Am 20.04.24 um 22:25 schrieb Stefan Weil:
Am 16.04.24 um 14:17 schrieb Stefan Weil:
Am 16.04.24 um 14:10 schrieb Peter Maydell:
The cross-i686-tci job is flaky again, with persistent intermittent
failures due to jobs timing out.
[...]
Some of these timeouts are very high -- no test should be taking
10 minutes, even given TCI and a slowish CI runner -- which suggests
to me that there's some kind of intermittent deadlock going on.
Can somebody who cares about TCI investigate, please, and track
down whatever this is?
I'll have a look.
Short summary:
The "persistent intermittent failures due to jobs timing out" are not
related to TCI: they also occur if the same tests are run with the
normal TCG. I suggest that the CI tests should run single threaded.
Hi Paolo,
I need help from someone who knows the CI and the build and test
framework better.
Peter reported intermittent timeouts for the cross-i686-tci job, causing
it to fail.

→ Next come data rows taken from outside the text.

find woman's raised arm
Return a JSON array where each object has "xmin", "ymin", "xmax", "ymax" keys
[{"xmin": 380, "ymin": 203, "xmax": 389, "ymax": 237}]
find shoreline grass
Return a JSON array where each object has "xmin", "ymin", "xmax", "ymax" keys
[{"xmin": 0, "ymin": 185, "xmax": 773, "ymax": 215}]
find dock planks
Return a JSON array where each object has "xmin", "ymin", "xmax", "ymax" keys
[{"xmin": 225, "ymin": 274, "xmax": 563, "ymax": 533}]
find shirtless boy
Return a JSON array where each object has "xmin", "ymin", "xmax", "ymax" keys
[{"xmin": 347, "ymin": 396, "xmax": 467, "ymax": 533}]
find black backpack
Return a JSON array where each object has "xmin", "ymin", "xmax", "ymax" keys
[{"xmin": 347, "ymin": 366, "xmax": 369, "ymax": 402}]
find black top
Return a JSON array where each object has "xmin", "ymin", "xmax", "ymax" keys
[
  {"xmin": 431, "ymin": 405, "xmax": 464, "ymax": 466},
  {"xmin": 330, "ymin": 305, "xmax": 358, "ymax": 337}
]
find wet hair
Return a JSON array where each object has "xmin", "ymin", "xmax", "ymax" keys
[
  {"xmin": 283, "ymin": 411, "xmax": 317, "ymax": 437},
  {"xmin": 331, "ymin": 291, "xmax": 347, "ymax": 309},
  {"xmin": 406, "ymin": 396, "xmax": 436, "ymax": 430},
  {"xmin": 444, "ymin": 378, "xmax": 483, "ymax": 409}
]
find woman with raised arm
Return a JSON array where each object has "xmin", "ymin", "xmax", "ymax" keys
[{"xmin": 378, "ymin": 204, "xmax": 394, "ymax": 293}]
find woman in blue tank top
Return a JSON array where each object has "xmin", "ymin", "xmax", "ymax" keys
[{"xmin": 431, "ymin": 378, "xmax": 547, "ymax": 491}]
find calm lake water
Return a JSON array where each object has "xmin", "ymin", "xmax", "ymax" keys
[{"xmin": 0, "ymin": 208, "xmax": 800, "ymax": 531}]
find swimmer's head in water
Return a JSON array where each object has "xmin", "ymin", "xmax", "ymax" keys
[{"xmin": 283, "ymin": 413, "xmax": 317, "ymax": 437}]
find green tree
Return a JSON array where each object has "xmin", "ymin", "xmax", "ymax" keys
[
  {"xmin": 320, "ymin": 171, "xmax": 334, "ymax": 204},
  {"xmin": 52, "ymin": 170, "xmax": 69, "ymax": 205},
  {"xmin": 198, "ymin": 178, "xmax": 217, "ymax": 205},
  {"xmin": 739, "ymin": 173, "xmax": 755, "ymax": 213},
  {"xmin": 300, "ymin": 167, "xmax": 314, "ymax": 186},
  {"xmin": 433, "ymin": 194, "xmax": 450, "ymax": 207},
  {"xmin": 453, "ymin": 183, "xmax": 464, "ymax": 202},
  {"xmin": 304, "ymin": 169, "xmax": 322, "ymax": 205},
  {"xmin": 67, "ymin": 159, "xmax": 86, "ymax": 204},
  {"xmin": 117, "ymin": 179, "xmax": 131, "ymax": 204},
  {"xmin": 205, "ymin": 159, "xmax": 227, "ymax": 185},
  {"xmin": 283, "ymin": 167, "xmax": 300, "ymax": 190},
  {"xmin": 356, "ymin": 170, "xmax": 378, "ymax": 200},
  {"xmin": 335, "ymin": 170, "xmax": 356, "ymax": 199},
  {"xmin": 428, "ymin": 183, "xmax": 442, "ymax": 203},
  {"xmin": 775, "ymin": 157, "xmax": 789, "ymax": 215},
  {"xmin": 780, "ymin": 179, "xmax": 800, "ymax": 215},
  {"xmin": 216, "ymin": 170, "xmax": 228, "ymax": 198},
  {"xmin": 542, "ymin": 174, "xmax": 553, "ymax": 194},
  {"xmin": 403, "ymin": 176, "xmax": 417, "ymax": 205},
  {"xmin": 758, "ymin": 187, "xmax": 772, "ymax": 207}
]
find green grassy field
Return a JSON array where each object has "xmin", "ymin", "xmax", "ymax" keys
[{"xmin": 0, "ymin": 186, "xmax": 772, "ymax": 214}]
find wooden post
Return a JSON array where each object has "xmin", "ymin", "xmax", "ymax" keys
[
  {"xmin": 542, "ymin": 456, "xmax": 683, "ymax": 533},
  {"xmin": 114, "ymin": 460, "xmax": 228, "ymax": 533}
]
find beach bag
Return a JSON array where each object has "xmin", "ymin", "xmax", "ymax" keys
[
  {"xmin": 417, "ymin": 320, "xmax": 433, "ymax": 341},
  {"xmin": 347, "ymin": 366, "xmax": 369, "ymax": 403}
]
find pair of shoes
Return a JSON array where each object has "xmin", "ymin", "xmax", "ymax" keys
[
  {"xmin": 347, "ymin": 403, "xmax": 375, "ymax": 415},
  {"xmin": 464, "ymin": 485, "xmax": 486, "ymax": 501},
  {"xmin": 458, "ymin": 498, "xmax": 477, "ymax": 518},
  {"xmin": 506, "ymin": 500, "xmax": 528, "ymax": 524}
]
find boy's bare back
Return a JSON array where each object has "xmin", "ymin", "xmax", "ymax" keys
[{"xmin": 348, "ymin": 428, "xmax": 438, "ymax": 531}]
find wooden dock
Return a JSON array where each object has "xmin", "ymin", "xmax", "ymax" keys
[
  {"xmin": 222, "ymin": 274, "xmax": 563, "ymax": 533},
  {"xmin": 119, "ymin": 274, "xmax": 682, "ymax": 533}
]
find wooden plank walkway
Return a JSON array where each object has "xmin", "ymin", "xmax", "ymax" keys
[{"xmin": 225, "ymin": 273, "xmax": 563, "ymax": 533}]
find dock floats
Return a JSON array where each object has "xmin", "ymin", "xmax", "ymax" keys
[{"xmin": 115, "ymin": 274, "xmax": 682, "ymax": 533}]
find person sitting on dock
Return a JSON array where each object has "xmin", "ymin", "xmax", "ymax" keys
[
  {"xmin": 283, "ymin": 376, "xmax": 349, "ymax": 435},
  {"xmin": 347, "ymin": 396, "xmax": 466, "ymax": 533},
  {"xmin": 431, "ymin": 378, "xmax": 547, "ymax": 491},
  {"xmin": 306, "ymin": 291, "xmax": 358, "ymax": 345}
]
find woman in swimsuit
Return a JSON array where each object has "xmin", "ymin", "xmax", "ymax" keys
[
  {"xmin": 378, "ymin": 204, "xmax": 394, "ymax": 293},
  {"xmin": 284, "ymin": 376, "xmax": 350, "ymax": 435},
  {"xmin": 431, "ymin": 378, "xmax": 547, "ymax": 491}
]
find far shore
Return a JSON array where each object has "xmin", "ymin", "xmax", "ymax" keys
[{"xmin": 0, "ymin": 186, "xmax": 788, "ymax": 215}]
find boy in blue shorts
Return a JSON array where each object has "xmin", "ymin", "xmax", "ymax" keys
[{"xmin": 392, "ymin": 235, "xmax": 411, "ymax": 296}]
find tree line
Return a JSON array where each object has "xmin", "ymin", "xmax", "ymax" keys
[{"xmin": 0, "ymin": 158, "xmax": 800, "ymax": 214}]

I can reproduce such timeouts locally, but noticed that they
are not limited to TCI. The GitLab CI also shows other examples, such as
this job:
https://gitlab.com/qemu-project/qemu/-/jobs/6700955287
I think the timeouts are caused by running too many parallel processes
during testing.
The CI uses parallel builds:
make -j$(expr $(nproc) + 1) all check-build $MAKE_CHECK_ARGS
It looks like `nproc` returns 8, and make runs with 9 threads.
`meson test` uses the same value to run 9 test processes in parallel:
/builds/qemu-project/qemu/build/pyvenv/bin/meson test --no-rebuild -t 1
--num-processes 9 --print-errorlogs
Since the host can only handle 8 parallel threads, 9 threads might
already cause some tests to run non-deterministically.
But if some of the individual tests also use multithreading (according
to my tests they do so with at least 3 or 4 threads), things get even
worse. Then there are up to 4 * 9 = 36 threads competing to run on the
available 8 cores.
In this scenario timeouts are expected and can occur randomly.
In my tests setting --num-processes to a lower value not only avoided
timeouts but also reduced the processing overhead without increasing the
runtime.
Could we run all tests with `--num-processes 1`?
Thanks,
Stefan